Since this deduction is considered a reserve, if you claim it in one year you must add it back into income the next year. Then, if the amount is still due in a future year you can claim the deduction again, subject to the above limitations.
Example
I am in the business of selling real estate. In Year 1, I sell a property for $1 million, and my cost was $400,000.
So, my initial profit included in Year 1 income is $600,000.
However, under the sales agreement, the purchaser pays me 1/3 of the price in each of Years 1 through 3.
In such case, I can spread out the $600,000 over the three years, so I would include $200,000 in income in each of those years.
The reserve is optional, so I do not have to claim it. But normally it makes sense to do so.

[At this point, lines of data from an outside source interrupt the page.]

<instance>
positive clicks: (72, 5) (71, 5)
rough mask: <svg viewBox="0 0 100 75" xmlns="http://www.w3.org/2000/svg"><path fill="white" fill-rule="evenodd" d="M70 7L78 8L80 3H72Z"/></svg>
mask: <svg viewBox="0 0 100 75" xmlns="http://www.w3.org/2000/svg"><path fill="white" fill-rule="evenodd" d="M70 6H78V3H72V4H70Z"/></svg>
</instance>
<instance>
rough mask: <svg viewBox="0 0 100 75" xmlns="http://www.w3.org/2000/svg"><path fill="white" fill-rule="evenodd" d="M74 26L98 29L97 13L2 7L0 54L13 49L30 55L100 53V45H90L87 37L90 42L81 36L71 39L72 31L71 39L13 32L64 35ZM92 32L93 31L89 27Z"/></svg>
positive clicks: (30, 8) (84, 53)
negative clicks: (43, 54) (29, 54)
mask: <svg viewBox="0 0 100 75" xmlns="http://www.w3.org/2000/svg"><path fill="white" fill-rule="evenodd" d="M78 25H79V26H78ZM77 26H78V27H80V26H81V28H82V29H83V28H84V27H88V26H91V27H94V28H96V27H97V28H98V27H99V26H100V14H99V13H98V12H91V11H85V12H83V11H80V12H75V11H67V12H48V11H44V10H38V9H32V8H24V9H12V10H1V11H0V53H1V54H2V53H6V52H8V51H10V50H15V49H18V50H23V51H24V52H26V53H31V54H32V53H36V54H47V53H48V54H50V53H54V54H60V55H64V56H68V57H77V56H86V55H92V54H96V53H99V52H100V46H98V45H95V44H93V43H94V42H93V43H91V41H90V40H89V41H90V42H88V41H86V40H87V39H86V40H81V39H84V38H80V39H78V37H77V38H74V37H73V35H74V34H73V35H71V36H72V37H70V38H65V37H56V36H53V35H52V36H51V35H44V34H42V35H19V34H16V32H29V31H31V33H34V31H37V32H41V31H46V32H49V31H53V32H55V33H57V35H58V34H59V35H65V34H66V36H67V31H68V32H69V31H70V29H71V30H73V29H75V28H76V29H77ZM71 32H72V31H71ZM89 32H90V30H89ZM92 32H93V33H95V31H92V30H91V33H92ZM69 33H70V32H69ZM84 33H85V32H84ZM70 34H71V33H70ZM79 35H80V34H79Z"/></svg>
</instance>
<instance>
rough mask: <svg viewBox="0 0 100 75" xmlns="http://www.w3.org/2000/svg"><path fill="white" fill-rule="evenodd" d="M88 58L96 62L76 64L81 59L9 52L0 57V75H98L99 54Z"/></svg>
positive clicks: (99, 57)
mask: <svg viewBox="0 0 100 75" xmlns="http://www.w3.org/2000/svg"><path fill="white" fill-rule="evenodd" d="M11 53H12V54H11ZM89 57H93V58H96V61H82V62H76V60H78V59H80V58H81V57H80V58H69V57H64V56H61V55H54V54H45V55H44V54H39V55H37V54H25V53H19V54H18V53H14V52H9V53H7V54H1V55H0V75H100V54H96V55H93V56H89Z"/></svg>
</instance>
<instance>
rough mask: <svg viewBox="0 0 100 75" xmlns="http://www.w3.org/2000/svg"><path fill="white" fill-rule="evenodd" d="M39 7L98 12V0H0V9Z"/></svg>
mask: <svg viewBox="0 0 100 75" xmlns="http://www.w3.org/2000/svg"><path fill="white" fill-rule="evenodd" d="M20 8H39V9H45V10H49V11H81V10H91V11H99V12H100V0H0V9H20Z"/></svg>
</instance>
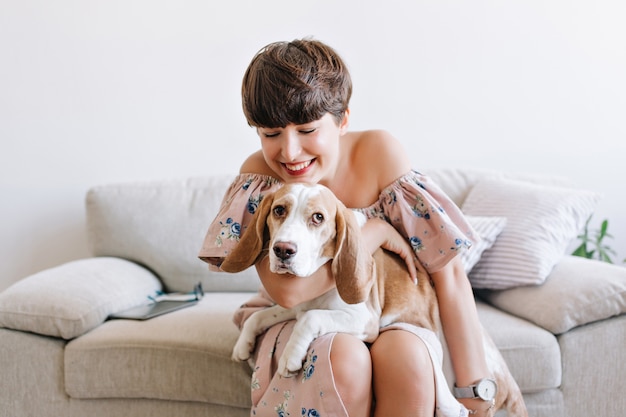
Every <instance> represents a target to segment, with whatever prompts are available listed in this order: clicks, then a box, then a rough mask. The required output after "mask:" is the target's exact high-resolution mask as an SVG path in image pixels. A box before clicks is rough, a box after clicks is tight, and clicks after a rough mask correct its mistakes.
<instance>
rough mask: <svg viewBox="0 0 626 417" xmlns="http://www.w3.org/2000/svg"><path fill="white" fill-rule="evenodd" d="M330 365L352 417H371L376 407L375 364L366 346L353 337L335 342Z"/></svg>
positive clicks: (340, 393)
mask: <svg viewBox="0 0 626 417" xmlns="http://www.w3.org/2000/svg"><path fill="white" fill-rule="evenodd" d="M330 362H331V366H332V368H333V377H334V379H335V385H336V387H337V391H338V392H339V396H340V397H341V399H342V401H343V404H344V406H345V407H346V410H347V412H348V415H349V416H350V417H369V416H370V413H371V408H372V362H371V358H370V353H369V350H368V349H367V346H365V344H364V343H363V342H362V341H361V340H359V339H357V338H356V337H354V336H352V335H348V334H345V333H338V334H337V335H335V338H334V339H333V344H332V346H331V350H330Z"/></svg>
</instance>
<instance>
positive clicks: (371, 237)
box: [361, 218, 418, 283]
mask: <svg viewBox="0 0 626 417" xmlns="http://www.w3.org/2000/svg"><path fill="white" fill-rule="evenodd" d="M361 231H362V233H363V238H364V239H365V242H366V245H367V247H368V249H369V251H370V253H374V252H375V251H376V250H377V249H378V248H383V249H387V250H388V251H390V252H395V253H397V254H398V255H400V257H401V258H402V259H403V260H404V262H405V263H406V265H407V269H408V270H409V275H410V276H411V279H412V280H413V282H414V283H417V265H416V263H417V262H418V261H417V260H416V258H415V252H414V251H413V249H412V248H411V245H409V242H408V241H407V239H406V238H405V237H404V236H402V235H401V234H400V232H398V231H397V230H396V229H395V228H394V227H393V226H392V225H391V224H389V223H387V222H386V221H384V220H382V219H378V218H374V219H370V220H368V221H367V222H366V223H365V225H364V226H363V227H362V228H361Z"/></svg>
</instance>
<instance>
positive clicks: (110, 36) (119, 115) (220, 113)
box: [0, 0, 626, 290]
mask: <svg viewBox="0 0 626 417" xmlns="http://www.w3.org/2000/svg"><path fill="white" fill-rule="evenodd" d="M625 4H626V3H624V2H622V1H621V0H614V1H611V0H596V1H582V0H572V1H566V0H551V1H534V0H519V1H501V0H493V1H488V0H475V1H471V2H468V1H431V0H415V1H411V2H408V1H387V2H380V1H363V0H348V1H342V2H334V1H330V0H326V1H318V2H299V1H293V0H266V1H257V0H249V1H243V0H230V1H223V2H220V3H218V2H214V1H199V0H198V1H191V0H188V1H181V0H176V1H174V0H172V1H165V0H143V1H135V0H106V1H105V0H101V1H93V0H91V1H90V0H57V1H47V0H0V140H1V141H2V145H3V146H2V152H1V153H0V193H1V195H2V197H1V199H0V253H1V254H2V255H1V258H0V259H1V260H2V262H0V290H1V289H2V288H4V287H6V286H8V285H9V284H10V283H12V282H14V281H16V280H18V279H20V278H22V277H24V276H26V275H28V274H31V273H33V272H36V271H38V270H41V269H43V268H47V267H50V266H53V265H57V264H59V263H62V262H65V261H68V260H72V259H77V258H81V257H85V256H88V252H87V249H86V247H85V245H86V240H85V235H84V208H83V198H84V194H85V191H86V190H87V189H88V188H89V187H90V186H92V185H95V184H100V183H108V182H117V181H134V180H144V179H160V178H170V177H182V176H196V175H206V174H215V173H221V172H235V171H236V170H237V168H238V166H239V164H240V163H241V161H242V159H243V157H244V156H245V155H246V154H247V153H249V152H251V151H253V150H254V149H255V148H257V146H258V144H257V139H256V137H255V135H254V133H253V131H252V130H251V129H250V128H249V127H248V126H247V125H246V123H245V120H244V118H243V116H242V114H241V107H240V101H239V88H240V80H241V76H242V75H243V71H244V70H245V67H246V65H247V64H248V62H249V60H250V58H251V57H252V55H253V54H254V53H255V52H256V51H257V50H258V49H259V48H260V47H261V46H263V45H264V44H266V43H268V42H271V41H275V40H291V39H293V38H297V37H302V36H309V35H312V36H315V37H316V38H318V39H321V40H323V41H326V42H328V43H329V44H331V45H332V46H334V47H335V48H336V49H338V50H339V51H340V53H342V55H343V56H344V58H345V59H346V61H347V62H348V64H349V66H350V68H351V71H352V75H353V79H354V83H355V91H354V96H353V101H352V119H351V120H352V127H353V128H354V129H365V128H386V129H388V130H390V131H391V132H392V133H393V134H395V135H396V136H397V137H398V138H400V140H401V141H402V142H403V143H404V145H405V146H406V147H407V149H408V151H409V152H410V155H411V157H412V159H413V161H414V166H415V167H416V168H422V169H425V168H429V167H442V166H443V167H445V166H463V167H485V168H494V169H502V170H510V171H531V172H542V173H555V174H559V175H564V176H567V177H570V178H571V179H573V180H574V181H577V182H578V183H579V184H580V187H581V188H589V189H594V190H597V191H600V192H602V193H604V195H605V197H604V199H603V200H602V202H601V204H600V205H599V206H598V210H597V214H596V217H597V218H595V217H594V218H595V221H594V226H595V225H597V224H598V223H599V221H600V220H601V219H603V218H608V219H609V221H610V228H609V229H610V231H611V232H612V233H613V234H614V235H615V236H616V238H615V239H614V240H613V241H612V242H611V244H612V246H613V247H614V248H615V249H616V250H617V252H618V256H617V259H619V260H621V259H623V258H624V257H626V217H625V216H624V213H625V212H626V202H625V201H624V191H623V186H622V184H623V181H624V179H626V168H625V166H624V159H625V156H626V152H625V151H626V124H625V123H624V122H625V115H626V79H625V76H624V74H626V25H624V22H625V21H626V6H625ZM192 256H195V255H194V254H192Z"/></svg>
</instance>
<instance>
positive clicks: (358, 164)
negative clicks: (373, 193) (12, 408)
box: [353, 130, 411, 187]
mask: <svg viewBox="0 0 626 417" xmlns="http://www.w3.org/2000/svg"><path fill="white" fill-rule="evenodd" d="M354 135H355V136H354V149H353V152H354V161H355V164H357V166H360V167H361V168H363V169H369V170H371V169H372V168H376V169H375V171H376V176H377V178H378V182H379V186H382V187H384V186H387V185H389V184H390V183H391V182H392V181H394V180H395V179H397V178H399V177H400V176H402V175H404V174H406V173H407V172H408V171H409V170H410V169H411V162H410V160H409V157H408V155H407V152H406V150H405V149H404V146H403V145H402V143H401V142H400V141H399V140H398V139H397V138H396V137H395V136H393V135H392V134H391V133H389V132H388V131H386V130H365V131H362V132H354Z"/></svg>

Next, there is a “doubtful debt” deduction. Basically, if it is doubtful at the end of a year that the amount will be received, you can claim a deduction equal to the doubtful amount. Again, unfortunately, “doubtful” is not defined.
If you claim the doubtful debt deduction in one year, you must add it back into income in the next year. Then, if it’s still doubtful at the end of the next year, you can reclaim the deduction, and the procedure continues. If you ultimately receive the amount, obviously you cannot continue to claim the deduction. But if you don’t receive the amount, you may be able to claim the “bad debt” deduction.
The bad debt deduction allows you to deduct “bad debts” at the end of the relevant year. Again, this term is not defined. But you may be able to claim the deduction if the debtor is insolvent, bankrupt, or, say, moves out of the country and apparently has no intention of paying the amount.
The bad debt deduction does not have to be added back to income in the next year. However, if you end up receiving an amount you claimed as a bad debt in a later year, the amount must be included in income for the year in which you receive it.